How banks cover their risk
If you think about it, banks use 15 to 20 per cent of a property’s value as a buffer against their risk.
We can see this clearly in the terms for standard mortgages.
In order for you to get a mortgage, a lender usually requires that you put up 15 to 20 per cent of the property’s value.
This is based on their assumption that the market is highly unlikely to drop more than 20 per cent, so that even if the mortgage holder (i.e. you) went bust, the lender would still get their money back by selling the property and keeping the deposit.
If financial institutions use 20 per cent as the level at which there’s no real risk, then so should you.
If you also apply this principle – aiming for a 15 to 20 per cent return – you’ll be drastically reducing your risk exposure.
The risk conscious approach
To minimise your risks, when doing your financial feasibility on a potential development site always look at the potential downside – when you’re calculating potential returns of your development always take a pessimistic view.
Test your ability to finance the property under the worst possible conditions.
Assume that interest rates will rise substantially and that end values and rental values will hold or even.
What will the end values be on completion of your project?
What could these fall to if the market falters?

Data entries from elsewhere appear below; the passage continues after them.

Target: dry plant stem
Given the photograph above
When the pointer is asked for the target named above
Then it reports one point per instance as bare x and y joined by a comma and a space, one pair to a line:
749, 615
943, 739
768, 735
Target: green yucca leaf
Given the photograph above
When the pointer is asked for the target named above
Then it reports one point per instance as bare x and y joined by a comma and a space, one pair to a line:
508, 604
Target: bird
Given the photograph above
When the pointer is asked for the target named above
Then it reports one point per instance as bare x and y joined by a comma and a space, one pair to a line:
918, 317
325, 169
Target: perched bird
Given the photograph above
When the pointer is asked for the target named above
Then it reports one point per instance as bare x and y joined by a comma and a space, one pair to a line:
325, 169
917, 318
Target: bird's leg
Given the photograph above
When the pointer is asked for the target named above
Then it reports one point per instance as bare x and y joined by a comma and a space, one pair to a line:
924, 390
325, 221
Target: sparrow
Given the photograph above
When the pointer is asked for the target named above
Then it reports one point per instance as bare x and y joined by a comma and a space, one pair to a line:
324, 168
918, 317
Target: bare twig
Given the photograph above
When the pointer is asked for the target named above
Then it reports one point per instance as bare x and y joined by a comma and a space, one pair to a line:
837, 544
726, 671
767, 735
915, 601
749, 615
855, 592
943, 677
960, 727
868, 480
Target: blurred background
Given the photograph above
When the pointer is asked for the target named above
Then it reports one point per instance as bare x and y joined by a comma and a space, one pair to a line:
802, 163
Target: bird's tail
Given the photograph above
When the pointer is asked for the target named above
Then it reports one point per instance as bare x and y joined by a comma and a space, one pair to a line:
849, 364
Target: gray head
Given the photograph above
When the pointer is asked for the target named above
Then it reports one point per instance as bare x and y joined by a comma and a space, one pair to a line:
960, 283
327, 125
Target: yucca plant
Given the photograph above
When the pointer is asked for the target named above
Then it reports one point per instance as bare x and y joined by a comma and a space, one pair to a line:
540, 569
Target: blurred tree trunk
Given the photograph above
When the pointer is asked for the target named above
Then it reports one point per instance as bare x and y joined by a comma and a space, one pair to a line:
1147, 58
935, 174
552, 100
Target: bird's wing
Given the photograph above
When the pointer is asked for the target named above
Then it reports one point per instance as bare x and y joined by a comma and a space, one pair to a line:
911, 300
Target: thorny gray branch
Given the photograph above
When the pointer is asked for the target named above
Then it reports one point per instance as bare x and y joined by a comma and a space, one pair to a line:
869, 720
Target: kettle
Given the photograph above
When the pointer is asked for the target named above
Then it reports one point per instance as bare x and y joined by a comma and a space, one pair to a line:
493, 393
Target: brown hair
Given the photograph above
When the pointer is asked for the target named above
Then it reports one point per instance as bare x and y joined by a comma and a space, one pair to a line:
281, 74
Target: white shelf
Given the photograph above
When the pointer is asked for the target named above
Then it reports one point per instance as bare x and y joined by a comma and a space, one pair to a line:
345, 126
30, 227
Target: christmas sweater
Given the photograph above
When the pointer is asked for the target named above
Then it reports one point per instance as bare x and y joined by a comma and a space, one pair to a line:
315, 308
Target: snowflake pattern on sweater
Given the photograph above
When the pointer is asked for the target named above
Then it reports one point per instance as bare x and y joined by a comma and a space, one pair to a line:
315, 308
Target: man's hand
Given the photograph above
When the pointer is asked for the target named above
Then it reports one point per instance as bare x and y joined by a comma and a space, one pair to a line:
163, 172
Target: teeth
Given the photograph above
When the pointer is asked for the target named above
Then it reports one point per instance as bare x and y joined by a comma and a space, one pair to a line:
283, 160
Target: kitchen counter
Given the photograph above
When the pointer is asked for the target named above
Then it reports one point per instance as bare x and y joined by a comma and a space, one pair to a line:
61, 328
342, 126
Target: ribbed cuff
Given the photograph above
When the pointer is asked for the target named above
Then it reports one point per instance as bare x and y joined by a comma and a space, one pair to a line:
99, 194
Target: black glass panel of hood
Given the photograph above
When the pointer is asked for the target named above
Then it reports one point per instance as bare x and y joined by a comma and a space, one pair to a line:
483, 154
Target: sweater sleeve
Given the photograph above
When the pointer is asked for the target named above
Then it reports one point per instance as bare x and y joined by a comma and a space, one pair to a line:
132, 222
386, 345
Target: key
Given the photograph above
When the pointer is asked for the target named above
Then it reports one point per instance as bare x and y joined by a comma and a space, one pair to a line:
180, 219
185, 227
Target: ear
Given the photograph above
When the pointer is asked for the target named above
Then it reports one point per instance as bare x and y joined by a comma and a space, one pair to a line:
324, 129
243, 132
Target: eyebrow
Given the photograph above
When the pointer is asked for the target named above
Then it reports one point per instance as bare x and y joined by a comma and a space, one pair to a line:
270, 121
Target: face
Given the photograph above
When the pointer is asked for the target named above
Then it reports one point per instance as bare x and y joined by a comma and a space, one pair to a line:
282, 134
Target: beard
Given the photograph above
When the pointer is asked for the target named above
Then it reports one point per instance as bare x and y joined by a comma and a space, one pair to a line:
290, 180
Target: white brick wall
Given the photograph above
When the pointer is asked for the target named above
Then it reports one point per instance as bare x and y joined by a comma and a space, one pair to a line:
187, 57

If you’re planning to develop and hold rather than sell your property, which is my preferred strategy, when you’re calculating potential returns from rentals take a similarly pessimistic view.
If after these realistic calculations you can still make a good return, you can go ahead with your development knowing that even in a worst-case scenario where the bottom falls out of the market, you won’t lose money.
The crucial thing is that this level of security will enable you to hold on to a property until the market corrects itself (as it always does).
Essentially, holding the property as a long-term rental will buy you time.